The grin spread a little, showing off Joker's narrow, yellowed teeth. Kaffman nodded.
"I'm only doing my part in this world, Cal. If I don't shake it up a little, who will? It'd be chaos."
"So you think you're creating order?"
"I don't do a thing- I just introduce the idea. Within every species is the ability to fail or succeed. Those that think and react in all situations get to live, those who stick with the wrong beaks, well... I just provide the situations. It's just like the theatre- you have your actors, your director, producer, audience and the elements in the story itself. The actors get the stage- I'm just the inciting incident."

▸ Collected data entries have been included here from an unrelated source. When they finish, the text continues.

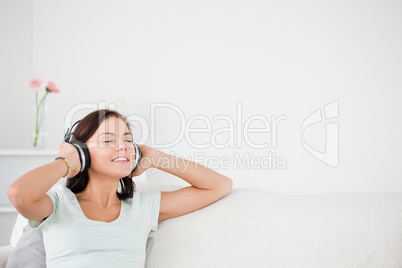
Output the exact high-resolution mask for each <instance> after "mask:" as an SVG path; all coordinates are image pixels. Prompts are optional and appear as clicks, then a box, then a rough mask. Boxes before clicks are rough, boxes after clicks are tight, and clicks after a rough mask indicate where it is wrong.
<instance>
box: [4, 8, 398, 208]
mask: <svg viewBox="0 0 402 268" xmlns="http://www.w3.org/2000/svg"><path fill="white" fill-rule="evenodd" d="M401 12H402V2H400V1H388V0H386V1H374V0H369V1H333V0H332V1H325V2H323V1H315V0H307V1H255V0H249V1H236V0H235V1H226V0H214V1H175V0H173V1H131V0H130V1H128V0H119V1H105V0H97V1H90V0H87V1H74V0H73V1H51V0H33V1H32V0H31V1H28V0H3V1H1V2H0V21H1V23H0V34H1V35H0V36H1V40H2V42H1V43H0V58H1V61H0V74H1V79H0V101H1V105H0V114H1V115H2V124H1V125H2V127H1V131H0V149H1V153H0V156H1V163H0V165H1V166H0V169H1V178H0V180H1V184H0V185H1V193H0V201H1V202H0V203H1V204H0V205H2V206H4V207H5V209H4V210H5V211H9V210H8V208H9V205H10V204H9V202H8V199H7V197H6V194H5V192H6V188H7V186H8V185H9V184H11V183H12V182H13V181H14V180H16V179H17V178H18V177H19V176H21V175H22V174H24V173H25V172H27V171H29V170H31V169H33V168H35V167H37V166H39V165H42V164H44V163H46V162H48V161H52V159H54V156H55V155H57V151H58V147H59V146H60V144H61V141H62V139H63V136H64V133H65V131H66V129H67V126H71V125H72V123H74V122H75V121H76V120H79V119H81V118H82V117H84V116H85V115H86V114H88V113H89V112H91V111H93V110H94V109H97V108H103V107H101V106H102V105H103V106H105V105H106V106H108V105H111V104H113V105H115V107H116V110H118V111H119V112H121V113H123V114H125V115H126V116H133V117H134V118H136V119H138V118H140V119H141V120H138V122H137V121H135V120H134V121H133V125H134V129H133V132H134V136H135V137H134V140H135V141H136V142H137V143H141V144H147V145H149V146H152V147H154V148H155V149H159V150H161V151H164V152H165V153H170V154H174V155H177V156H179V157H182V158H185V159H189V160H192V161H196V162H197V163H200V164H203V165H205V166H208V167H210V168H212V169H214V170H215V171H217V172H219V173H222V174H224V175H226V176H228V177H230V178H231V179H232V180H233V182H234V187H252V188H261V189H266V190H269V191H272V192H276V193H283V194H310V193H332V192H389V191H402V181H401V174H402V172H401V170H400V163H401V160H402V150H401V149H402V140H401V134H402V120H400V116H401V114H402V108H401V95H402V94H401V89H402V79H401V73H402V51H401V49H400V48H401V47H402V35H401V32H402V31H401V30H402V17H401V16H400V14H401ZM37 74H41V75H43V76H45V77H46V78H48V79H49V80H52V81H53V82H54V83H55V84H56V85H57V87H58V89H59V90H60V93H57V94H49V95H48V96H47V117H46V131H47V137H46V145H45V147H44V148H42V150H43V152H42V153H43V155H42V156H40V154H41V153H40V152H38V149H33V148H32V142H31V141H32V139H31V136H32V131H33V130H32V128H33V124H32V121H33V109H32V107H33V100H34V98H33V97H34V94H33V93H32V92H30V91H29V90H28V89H26V88H24V86H23V83H24V82H26V81H27V80H29V78H30V77H32V76H34V75H37ZM248 119H250V120H248ZM275 120H276V123H274V122H275ZM144 122H145V123H144ZM274 126H276V127H274ZM185 128H187V129H190V128H191V129H192V133H190V134H188V135H184V134H183V131H184V130H185ZM196 128H199V129H202V130H198V131H197V130H194V129H196ZM247 128H248V129H249V130H250V129H254V132H253V131H249V132H247V131H246V132H245V131H244V130H245V129H247ZM264 128H265V131H264ZM256 129H259V130H256ZM213 133H214V134H213ZM195 144H204V145H205V146H204V147H203V148H197V146H195ZM263 144H266V146H265V148H258V145H263ZM256 145H257V146H256ZM261 147H263V146H261ZM197 155H198V156H197ZM247 157H248V158H247ZM253 159H254V160H253ZM253 161H254V162H253ZM274 162H275V163H274ZM253 163H254V165H253ZM142 179H143V180H149V181H156V182H161V183H169V184H178V185H181V184H183V185H187V183H186V182H185V181H183V180H181V179H179V178H178V177H175V176H172V175H170V174H168V173H166V172H163V171H160V170H155V169H152V170H148V171H147V173H146V175H145V177H144V178H142ZM7 207H8V208H7Z"/></svg>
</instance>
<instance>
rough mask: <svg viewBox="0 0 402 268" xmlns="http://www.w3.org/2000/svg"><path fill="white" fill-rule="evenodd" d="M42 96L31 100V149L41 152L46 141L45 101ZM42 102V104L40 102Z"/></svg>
mask: <svg viewBox="0 0 402 268" xmlns="http://www.w3.org/2000/svg"><path fill="white" fill-rule="evenodd" d="M42 98H43V96H42V97H40V96H38V97H37V98H36V97H35V94H34V98H33V100H32V113H31V114H32V135H31V146H32V149H39V150H43V149H45V147H46V139H47V126H46V124H47V122H46V121H47V120H46V119H47V118H46V117H47V100H46V98H44V99H43V100H42ZM41 101H42V102H41Z"/></svg>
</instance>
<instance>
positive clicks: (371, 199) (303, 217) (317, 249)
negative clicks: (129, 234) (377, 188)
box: [147, 188, 402, 268]
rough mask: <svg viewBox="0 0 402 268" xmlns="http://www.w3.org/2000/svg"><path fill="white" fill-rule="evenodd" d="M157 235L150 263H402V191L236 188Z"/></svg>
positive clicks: (184, 215)
mask: <svg viewBox="0 0 402 268" xmlns="http://www.w3.org/2000/svg"><path fill="white" fill-rule="evenodd" d="M152 236H153V237H154V245H153V246H152V248H151V250H150V252H149V254H148V263H147V264H148V266H147V267H148V268H157V267H199V266H197V265H199V264H201V263H202V266H203V267H402V254H401V252H402V193H331V194H314V195H285V194H275V193H272V192H269V191H266V190H258V189H246V188H233V189H232V191H231V192H230V194H229V195H227V196H226V197H224V198H222V199H220V200H218V201H217V202H215V203H214V204H212V205H209V206H207V207H205V208H203V209H200V210H197V211H193V212H191V213H188V214H185V215H182V216H179V217H175V218H171V219H167V220H165V221H162V222H160V223H159V228H158V232H155V233H153V234H152Z"/></svg>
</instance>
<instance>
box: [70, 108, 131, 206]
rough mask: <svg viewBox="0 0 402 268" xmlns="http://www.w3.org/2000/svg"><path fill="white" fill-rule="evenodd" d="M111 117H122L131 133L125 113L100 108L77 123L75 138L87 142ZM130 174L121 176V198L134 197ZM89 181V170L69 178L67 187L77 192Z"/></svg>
mask: <svg viewBox="0 0 402 268" xmlns="http://www.w3.org/2000/svg"><path fill="white" fill-rule="evenodd" d="M109 117H117V118H119V119H122V120H123V121H124V123H126V125H127V127H128V128H129V130H130V133H131V128H130V123H129V121H128V120H127V118H126V117H125V116H124V115H122V114H120V113H119V112H117V111H114V110H108V109H99V110H96V111H94V112H91V113H90V114H88V115H87V116H85V117H84V118H83V119H82V120H81V121H80V122H79V123H78V124H77V126H76V127H75V129H74V133H73V136H74V138H75V139H76V140H78V141H80V142H83V143H85V142H86V141H87V140H88V139H89V138H90V137H91V136H92V135H93V134H94V133H95V132H96V130H97V129H98V128H99V126H100V124H101V123H102V122H103V121H104V120H105V119H106V118H109ZM130 175H131V176H130V177H129V176H126V177H124V178H120V186H121V192H119V191H118V190H117V191H116V194H117V196H118V197H119V199H120V200H124V199H127V198H132V197H133V194H134V190H135V187H136V185H135V183H134V181H133V179H132V177H133V173H132V172H131V174H130ZM88 181H89V175H88V171H83V172H79V173H78V174H77V175H75V176H74V177H72V178H70V179H67V181H66V187H67V188H69V189H70V190H71V191H72V192H73V193H75V194H76V193H79V192H82V191H83V190H84V189H85V188H86V187H87V185H88Z"/></svg>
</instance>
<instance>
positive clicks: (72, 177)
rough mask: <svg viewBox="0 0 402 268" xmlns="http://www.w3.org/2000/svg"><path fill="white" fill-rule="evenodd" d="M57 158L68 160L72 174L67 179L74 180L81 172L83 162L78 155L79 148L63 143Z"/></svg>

"I see…" Kaffman wrote some more, glancing up occasionally into the patient's dark eyes. "Do you think that we're stopping some kind of scripted event by keeping you here?"
Joker chuckled softly, surprising the doctor. "The funny thing about scripted events is they happen no matter what. Sleeping Beauty always pricks her finger on her birthday, Mufasa always falls to his death, Joe Keller always shoots himself… It's necessary."
"Not this time, I'm afraid," Kaffman smiled in a feeble attempt to fight off the trembling in his fingers. "Because we have a divine sanction as well, you see."
"And what's that?"
"It's something we believe will change the world- something that we probably couldn't stop now even if we tried to."
Joker could see something in Kaffman's eyes- a mix of arrogance and what he guessed was fear that he found oddly comforting. He mulled the statement over, interested in what could be so important and so free that they trusted a mere therapist to know of it.
"Anyhow…" the doctor scrawled down something more. "Where were we?"
"Are you okay?" Joker asked suddenly, an unsettling amount of concern in his voice to tip Kaffman's wavering metaphorical lifeboat. "Your hands are shaking, Cal."
"Yeah, I'm- I'm fine." Kaffman took another look at his clipboard and paused. "Actually, I think we might be out of time for today."
Joker hissed softly through his teeth. "It was just getting to the good part, too." With that, he slid the deck of cards off the table into his lap.
Kaffman planned on taking an extra long smoke break today, no matter what.
That night, Joker played solitaire and listened to the strange tapping sound that had been emitting from the toilet for at least an hour. As he laid down the king of diamonds and five of clubs into their proper spots, the message became clear. He realized whoever was in the cell above him was tapping out the same word in some form or fashion, sometimes forwards, sometimes backwards, sometimes mixing in extra letters here and there, but they all pointed towards the same thing. He listened closer this time, grinding one tooth against another softly as the message was spelled out for the final time.